The net call came out to prepare for the artillery barrage. We waited in anticipation. After what we had seen in artillery already, we couldn’t wait for hell to rain down 155mm all over the bad guys waiting here at the tip of the assault. Artillery has such a shocking effect. Combine that with a spearhead of tanks and you’ve got a very demoralizing warfront. The psychological impact of tanks is incredible. It instills a feeling of hopelessness and pure fear into the hearts and minds of the enemy. The reason I know this, is because at the end of the battle, and MI officer showed me an intercepted cell phone call between two insurgents. Unfortunately, the contents are secret, but I was laughing myself stupid at their distress. They were absolutely terrified and disoriented. They had no idea where their key terrorists leaders were and they were in complete shock at the strength and resolve of the U.S. Army.
Boom. A few minutes passed. Boom. Boom.
“That was IT?!?” SGT P exclaimed. “ That was the fucking barrage? Oh my lord. That was fucking gay.”
Langford and I laughed so hard sitting outside our hatches. I had been videotaping all of this and the barrage was such a disappointment. The troop net exploded with mockery. Everyone in the BRT started calling up to each other about how stupid the barrage was.
“We had a better barrage with the main gun all day. And that was with just two tanks,” SGT P said. The barrage was over in 15 minutes. Maybe 8 rounds exploded. Whatever.
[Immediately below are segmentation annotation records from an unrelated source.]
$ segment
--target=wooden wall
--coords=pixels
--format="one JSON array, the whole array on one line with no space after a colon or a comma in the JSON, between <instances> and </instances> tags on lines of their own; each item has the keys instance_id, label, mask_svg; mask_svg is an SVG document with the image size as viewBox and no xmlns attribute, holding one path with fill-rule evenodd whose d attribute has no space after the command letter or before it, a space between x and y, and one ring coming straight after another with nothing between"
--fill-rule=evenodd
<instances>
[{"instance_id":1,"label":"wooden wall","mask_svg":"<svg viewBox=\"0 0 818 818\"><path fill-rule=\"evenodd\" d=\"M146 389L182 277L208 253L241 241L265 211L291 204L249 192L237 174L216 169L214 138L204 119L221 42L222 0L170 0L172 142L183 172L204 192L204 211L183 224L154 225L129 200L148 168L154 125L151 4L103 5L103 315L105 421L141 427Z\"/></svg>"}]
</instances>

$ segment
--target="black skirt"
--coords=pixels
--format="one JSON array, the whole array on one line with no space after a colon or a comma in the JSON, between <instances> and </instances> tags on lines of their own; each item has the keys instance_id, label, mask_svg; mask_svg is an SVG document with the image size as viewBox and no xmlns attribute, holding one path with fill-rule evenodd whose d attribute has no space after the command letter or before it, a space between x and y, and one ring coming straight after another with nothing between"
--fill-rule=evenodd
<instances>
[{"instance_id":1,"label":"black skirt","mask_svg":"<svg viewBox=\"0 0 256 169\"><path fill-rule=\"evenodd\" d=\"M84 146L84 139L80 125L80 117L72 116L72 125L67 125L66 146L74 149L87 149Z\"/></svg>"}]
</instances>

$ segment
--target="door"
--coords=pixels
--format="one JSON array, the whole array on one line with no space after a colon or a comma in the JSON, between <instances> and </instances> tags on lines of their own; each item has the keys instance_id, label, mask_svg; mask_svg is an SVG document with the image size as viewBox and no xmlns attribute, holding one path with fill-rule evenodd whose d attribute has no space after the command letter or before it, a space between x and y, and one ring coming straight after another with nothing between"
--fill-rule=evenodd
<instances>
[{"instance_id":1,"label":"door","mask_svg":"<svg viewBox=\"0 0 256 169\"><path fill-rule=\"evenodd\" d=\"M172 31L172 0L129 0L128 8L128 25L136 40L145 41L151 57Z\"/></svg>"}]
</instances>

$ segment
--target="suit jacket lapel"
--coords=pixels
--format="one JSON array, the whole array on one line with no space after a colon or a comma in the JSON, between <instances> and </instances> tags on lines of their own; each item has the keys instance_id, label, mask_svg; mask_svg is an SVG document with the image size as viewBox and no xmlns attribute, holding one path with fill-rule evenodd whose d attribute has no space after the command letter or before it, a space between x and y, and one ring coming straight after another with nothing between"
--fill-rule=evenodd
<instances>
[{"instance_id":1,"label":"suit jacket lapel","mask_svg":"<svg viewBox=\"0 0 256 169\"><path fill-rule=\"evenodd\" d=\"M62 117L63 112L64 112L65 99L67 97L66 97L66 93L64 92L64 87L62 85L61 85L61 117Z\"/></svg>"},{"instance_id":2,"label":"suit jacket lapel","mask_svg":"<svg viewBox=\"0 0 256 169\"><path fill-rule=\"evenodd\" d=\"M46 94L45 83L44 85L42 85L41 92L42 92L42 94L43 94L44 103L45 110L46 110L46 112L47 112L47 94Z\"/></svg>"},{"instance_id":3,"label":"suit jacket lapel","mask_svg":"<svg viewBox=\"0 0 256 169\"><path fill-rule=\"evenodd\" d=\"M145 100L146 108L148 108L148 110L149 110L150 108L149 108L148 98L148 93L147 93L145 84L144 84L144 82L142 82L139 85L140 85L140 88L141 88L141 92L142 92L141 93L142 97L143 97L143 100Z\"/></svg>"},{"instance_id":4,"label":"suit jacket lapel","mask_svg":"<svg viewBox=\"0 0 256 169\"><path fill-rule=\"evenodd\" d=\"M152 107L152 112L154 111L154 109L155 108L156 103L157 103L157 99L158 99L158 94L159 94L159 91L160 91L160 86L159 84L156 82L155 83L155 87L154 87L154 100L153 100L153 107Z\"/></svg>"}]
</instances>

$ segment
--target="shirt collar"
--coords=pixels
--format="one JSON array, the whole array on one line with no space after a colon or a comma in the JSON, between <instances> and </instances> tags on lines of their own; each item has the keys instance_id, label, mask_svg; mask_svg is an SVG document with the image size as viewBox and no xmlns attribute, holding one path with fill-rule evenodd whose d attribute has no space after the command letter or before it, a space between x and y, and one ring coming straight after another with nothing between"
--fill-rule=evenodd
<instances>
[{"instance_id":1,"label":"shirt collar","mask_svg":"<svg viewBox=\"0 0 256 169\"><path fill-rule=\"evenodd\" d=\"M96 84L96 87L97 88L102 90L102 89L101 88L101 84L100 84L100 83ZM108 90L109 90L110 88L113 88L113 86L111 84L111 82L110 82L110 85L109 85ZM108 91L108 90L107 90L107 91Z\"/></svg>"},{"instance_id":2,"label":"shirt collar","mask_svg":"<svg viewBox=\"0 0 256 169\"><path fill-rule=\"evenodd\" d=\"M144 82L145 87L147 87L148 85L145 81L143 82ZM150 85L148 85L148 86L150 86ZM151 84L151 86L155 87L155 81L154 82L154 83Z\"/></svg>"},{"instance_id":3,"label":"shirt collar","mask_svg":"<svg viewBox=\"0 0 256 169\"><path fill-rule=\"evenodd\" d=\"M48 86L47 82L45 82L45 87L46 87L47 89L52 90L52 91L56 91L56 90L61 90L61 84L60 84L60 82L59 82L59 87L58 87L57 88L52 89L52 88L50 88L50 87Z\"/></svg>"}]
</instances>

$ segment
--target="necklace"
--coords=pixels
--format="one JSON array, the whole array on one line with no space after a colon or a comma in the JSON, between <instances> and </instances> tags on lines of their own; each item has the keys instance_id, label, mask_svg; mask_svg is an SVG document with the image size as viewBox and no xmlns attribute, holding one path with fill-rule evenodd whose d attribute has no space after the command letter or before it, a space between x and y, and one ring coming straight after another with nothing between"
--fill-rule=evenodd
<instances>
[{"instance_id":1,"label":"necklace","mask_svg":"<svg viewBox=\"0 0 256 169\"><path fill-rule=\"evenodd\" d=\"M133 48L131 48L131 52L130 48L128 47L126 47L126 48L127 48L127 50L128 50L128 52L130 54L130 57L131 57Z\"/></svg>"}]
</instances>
The tanks approached the point where they were going to create a breech lane across the railroad tracks. Behind it came an M88 towing the MICLIC. This was going to be awesome.
Over in Outlaw Platoon, 1LT Boggiano was describing the MICLIC to his platoon. “It’s awesome. There’s going to be this huge explosion.”
In my gunner’s hole, SGT P watched the M88 lumber towards the forward most tanks poised in front of the breech point. “Ah shit. Here it comes.” The M88 looked so little in our thermal sights. Like a stupid cow or something, making it's clumsy way to the point. It pulled up to the rear of a tank and stopped.
SGT P and I tried to explain the MICLIC to PFC Langford as he and I watched the breech unfold from the two hatches. SGT P described it to us from his training experience.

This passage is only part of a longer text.